Irish television viewers can save themselves hundreds of euro a year by purchasing 'free-view' satellite systems which can pick up UK stations.

Unlike illegal 'dodgy' boxes which decode pay-TVstations, the satellite decoding systems are able to pick up scores of channels which are transmitted subscription-free in the UK.

A number of Irish-based companies such as are offering to install the satellite dishes for once-off fees of just under €300.

Self-installation satellite kits are also available in supermarkets and electronics stores here for as little as €100.

Once installed, they allow the owner access to more than 140 channels, including ITV 1, 2, 3 and 4; BBC 1, 2, 3 and 4, Channel 5, Channel 4, E4, BBC News and Film Four.

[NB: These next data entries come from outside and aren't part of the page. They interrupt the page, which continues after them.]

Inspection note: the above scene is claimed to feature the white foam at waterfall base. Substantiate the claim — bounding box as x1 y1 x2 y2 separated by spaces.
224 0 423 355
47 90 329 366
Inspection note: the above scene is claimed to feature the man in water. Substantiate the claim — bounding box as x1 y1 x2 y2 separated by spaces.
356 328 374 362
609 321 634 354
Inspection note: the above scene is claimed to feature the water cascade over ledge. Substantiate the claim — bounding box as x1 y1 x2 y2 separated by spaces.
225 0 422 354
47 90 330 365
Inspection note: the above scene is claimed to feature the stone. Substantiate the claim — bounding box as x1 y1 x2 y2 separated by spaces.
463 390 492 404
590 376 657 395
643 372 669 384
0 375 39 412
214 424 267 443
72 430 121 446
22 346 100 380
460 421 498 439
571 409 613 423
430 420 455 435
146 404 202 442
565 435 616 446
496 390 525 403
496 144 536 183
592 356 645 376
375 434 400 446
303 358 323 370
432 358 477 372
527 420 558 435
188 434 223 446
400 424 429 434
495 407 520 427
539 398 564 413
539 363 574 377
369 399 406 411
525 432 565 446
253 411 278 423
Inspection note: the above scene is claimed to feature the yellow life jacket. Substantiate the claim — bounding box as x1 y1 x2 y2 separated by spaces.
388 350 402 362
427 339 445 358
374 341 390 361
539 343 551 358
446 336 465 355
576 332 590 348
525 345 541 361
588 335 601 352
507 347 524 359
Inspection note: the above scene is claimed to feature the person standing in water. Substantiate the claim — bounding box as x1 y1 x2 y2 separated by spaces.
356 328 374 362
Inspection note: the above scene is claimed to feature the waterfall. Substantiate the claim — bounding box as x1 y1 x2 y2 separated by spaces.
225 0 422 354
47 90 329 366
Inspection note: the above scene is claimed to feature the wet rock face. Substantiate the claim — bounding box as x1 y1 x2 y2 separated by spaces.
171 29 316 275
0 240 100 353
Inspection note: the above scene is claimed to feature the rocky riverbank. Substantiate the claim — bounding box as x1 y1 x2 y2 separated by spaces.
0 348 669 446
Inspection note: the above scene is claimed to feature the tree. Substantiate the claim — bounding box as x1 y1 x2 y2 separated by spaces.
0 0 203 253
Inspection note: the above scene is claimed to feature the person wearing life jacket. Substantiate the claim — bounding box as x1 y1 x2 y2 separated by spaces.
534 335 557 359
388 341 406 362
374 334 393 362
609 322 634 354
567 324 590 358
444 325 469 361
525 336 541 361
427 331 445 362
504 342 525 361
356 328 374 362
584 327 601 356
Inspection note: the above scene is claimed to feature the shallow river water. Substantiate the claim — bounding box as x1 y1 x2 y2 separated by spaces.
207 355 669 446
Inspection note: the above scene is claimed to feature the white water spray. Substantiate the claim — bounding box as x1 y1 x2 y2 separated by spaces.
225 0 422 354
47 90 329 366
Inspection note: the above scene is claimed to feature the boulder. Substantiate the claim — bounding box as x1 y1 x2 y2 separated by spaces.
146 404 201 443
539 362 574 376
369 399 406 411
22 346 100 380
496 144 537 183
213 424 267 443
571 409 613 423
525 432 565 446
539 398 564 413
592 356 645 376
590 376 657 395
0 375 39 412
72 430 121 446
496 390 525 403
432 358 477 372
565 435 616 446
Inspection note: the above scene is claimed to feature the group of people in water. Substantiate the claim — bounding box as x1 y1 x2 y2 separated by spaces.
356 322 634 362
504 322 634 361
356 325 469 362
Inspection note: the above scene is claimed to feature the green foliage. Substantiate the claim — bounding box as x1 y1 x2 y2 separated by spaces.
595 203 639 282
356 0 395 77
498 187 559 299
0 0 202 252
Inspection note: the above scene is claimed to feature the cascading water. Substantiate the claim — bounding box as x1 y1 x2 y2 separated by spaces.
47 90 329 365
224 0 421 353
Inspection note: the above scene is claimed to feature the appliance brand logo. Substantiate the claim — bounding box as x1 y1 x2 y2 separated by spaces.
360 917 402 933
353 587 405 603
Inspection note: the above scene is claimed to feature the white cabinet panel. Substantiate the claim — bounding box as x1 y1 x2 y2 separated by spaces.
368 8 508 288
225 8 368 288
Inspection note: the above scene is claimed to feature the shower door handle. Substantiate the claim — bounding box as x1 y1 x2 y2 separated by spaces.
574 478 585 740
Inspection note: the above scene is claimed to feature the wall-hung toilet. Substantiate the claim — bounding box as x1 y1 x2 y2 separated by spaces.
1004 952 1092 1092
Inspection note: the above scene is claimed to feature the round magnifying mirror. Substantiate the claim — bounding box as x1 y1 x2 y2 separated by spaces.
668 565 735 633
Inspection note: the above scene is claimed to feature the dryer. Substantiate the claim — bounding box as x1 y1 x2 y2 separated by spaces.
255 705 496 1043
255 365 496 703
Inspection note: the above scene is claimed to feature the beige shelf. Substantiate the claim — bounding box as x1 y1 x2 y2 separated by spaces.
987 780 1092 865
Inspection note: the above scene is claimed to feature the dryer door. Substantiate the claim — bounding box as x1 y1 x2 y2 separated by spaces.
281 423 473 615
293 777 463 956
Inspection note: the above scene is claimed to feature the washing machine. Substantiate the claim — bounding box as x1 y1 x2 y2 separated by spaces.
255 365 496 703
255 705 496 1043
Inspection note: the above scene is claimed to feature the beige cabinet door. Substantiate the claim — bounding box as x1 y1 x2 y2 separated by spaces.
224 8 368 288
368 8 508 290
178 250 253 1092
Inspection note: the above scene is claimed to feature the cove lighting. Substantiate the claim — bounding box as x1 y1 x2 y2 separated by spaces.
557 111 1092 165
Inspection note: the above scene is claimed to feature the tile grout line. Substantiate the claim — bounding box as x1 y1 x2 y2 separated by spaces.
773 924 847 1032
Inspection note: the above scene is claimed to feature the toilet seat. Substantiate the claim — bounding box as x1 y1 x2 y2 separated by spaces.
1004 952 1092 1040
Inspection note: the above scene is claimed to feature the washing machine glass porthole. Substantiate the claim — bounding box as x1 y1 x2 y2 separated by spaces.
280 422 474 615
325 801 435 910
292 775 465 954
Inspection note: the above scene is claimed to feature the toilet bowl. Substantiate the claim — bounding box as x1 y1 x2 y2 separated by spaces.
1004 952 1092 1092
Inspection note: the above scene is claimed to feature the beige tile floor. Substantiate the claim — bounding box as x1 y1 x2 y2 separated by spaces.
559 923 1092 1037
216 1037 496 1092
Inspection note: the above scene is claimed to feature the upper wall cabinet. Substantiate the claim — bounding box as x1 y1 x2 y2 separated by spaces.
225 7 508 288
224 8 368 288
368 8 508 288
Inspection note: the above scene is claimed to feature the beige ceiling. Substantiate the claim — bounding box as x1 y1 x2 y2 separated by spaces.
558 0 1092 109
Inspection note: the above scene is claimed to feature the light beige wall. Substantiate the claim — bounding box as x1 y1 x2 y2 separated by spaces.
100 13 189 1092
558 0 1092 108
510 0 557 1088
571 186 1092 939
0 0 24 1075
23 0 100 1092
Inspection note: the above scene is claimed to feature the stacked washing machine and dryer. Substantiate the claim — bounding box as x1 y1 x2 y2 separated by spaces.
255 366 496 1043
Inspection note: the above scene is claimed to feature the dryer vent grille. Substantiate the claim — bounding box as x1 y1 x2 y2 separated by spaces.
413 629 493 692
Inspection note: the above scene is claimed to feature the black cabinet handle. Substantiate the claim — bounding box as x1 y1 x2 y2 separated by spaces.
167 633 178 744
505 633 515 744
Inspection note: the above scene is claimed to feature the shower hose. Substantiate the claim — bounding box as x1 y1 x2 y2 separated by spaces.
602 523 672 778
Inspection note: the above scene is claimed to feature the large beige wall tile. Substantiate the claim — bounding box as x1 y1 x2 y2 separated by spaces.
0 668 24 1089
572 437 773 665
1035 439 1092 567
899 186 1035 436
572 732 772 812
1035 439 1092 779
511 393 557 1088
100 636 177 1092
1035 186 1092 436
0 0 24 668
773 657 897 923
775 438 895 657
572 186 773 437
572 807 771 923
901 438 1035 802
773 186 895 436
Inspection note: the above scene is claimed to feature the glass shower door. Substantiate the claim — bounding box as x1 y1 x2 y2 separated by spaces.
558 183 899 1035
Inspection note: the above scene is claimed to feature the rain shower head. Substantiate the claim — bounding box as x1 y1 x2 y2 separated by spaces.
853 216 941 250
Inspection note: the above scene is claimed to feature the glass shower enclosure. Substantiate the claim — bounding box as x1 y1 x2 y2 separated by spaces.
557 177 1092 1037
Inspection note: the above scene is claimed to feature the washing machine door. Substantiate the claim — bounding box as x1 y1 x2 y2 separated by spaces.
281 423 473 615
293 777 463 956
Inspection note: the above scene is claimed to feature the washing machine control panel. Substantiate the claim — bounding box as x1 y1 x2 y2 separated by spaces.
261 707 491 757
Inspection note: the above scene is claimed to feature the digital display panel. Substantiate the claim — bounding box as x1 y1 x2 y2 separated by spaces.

Unlike services offered by the major operators here, UPC and Sky, there are no additional monthly fees for access to these programmes.

A spokesman for the UK-based Freesat digital television service, which transmits the services via satellite and is operated by the BBC and ITV, declined to say whether it plans to limit the availability of its content in the Republic.

However, he acknowledged that due to the nature of free-to-air broadcasting "there is potential for UK broadcasts to be picked up in Ireland".

A spokesman for the Commission for Communications Regulation said that due to the way the signal is configured, "people are free to pick it up" here. This was not against the law, he said.

Last week, the Sunday Tribune revealed that new security arrangements which cable provider UPC has put in place to combat illegal decoding boxes means they are likely to become redundant.

However, a spokeswoman for UPC confirmed that these decoders are "nothing to do with" the freeview versions, adding that the availability of their content here was an issue for the UK-based providers such as Freesat.